Penyebaran berita bohong (hoax) yang kerap terjadi melalui media sosial, ditengarai sebagai salah satu alat dalam perang cyber yang mengancam ketahanan nasional. Sayangnya, banyak masyarakat yang tidak sadar dan malah turut menyebarkan berita hoax tersebut.
“Saat ini perang yang terjadi bukan hanya angkat sejata. Penyebaran hoax sudah menjadi salah satu strategi perang di dunia cyber. Namun, sebagian besar masyarakat masih tidak menyadari dan malah ikut menyebarkan hoax tersebut dengan perangkat teknologi yang ada,” kata Yono Reksoprodjo, Deputy Head of Permanent Committe Europan Sectin Kamar Dagang dan Industri Indonesia (Kadin) kepada politikindonesia.com.
Menurutnya, berbeda dengan perang konvensional, perang cyber bisa melibatkan siapapun dan senjata apapun. Efeknya pun sangat dasyat, tanpa perlu membunuh dengan senjata secara fisik untuk mematikan lawan.
“Kerentanan perang cyber terjadi pada masing-masing individu. Efek yang ditimbulkan seperti bola salju yang bergulir dan terus membesar dan pada akhirnya bisa membunuh lawannya. Dimana, perang tersebut dimungkinkan berjalan singkat, terselubung dan menyebabkan kelumpuhan yang mematikan,” ungkapnya.

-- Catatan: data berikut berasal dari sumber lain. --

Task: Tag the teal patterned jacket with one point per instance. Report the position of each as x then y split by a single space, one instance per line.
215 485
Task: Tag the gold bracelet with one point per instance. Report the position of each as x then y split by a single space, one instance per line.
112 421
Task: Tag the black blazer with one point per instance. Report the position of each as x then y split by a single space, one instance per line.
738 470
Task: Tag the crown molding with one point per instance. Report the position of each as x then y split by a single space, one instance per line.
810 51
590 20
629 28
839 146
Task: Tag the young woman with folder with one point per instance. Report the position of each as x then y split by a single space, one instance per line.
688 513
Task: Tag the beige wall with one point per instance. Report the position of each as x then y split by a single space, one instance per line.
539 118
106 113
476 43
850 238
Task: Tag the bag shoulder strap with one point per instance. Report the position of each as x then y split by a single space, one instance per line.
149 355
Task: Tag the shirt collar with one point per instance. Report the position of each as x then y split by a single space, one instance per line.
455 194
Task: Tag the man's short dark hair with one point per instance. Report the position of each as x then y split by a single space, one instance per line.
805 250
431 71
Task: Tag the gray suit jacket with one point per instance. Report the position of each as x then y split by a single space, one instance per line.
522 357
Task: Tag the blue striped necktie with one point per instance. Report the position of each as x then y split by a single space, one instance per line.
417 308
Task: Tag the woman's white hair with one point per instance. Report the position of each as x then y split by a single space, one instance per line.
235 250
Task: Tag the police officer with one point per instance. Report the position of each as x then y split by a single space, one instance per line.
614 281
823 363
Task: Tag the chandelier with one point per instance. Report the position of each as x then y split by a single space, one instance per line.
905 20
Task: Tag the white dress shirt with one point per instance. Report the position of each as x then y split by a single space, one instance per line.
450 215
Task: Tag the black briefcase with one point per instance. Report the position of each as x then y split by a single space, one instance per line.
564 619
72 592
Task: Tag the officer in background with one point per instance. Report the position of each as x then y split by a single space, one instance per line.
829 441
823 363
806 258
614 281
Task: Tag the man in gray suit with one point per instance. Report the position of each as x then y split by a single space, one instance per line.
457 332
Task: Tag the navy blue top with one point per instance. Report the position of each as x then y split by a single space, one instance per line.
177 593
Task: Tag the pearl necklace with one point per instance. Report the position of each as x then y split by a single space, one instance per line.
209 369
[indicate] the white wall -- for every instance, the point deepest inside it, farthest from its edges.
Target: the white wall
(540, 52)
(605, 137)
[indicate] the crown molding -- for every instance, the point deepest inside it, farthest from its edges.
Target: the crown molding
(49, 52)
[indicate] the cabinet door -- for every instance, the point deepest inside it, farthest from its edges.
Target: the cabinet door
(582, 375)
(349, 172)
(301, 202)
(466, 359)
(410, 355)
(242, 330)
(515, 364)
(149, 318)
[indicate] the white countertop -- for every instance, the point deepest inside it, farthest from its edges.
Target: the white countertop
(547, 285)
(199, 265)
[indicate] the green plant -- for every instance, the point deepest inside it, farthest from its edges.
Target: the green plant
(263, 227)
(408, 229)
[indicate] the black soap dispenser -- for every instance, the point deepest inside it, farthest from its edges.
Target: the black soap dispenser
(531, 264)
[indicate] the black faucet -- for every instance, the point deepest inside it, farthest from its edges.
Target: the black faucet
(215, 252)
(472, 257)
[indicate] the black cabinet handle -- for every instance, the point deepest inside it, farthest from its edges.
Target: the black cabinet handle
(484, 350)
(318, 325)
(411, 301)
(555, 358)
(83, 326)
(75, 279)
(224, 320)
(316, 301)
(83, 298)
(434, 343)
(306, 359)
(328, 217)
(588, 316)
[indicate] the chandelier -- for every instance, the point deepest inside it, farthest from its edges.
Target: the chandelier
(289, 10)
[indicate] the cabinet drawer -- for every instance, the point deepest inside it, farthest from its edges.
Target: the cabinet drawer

Yono mengatakan, dalam strategi hoax, ada dua hal yang menjadi sasaran. Pertama untuk tujuan pengalihan isu. Saat masyarakat dihadapkan oleh masalah penting dan menyita perhatian, tiba-tiba muncul hoax yang bisa mengalihkan perhatian masyarakat tersebut dari isu yang penting dan krusial.
“Kedua, hoax juga bisa digunakan untuk memecah-belah lawan. Dengan berita palsu, si penyebar acapkali tidak perlu turun sendiri untuk membunuh lawannya. Cukup menyebarkan hoax, kemudian masyarakat akan merespon bahkan menjadi bagian dari penyebar hoax itu sendiri,” imbuhnya.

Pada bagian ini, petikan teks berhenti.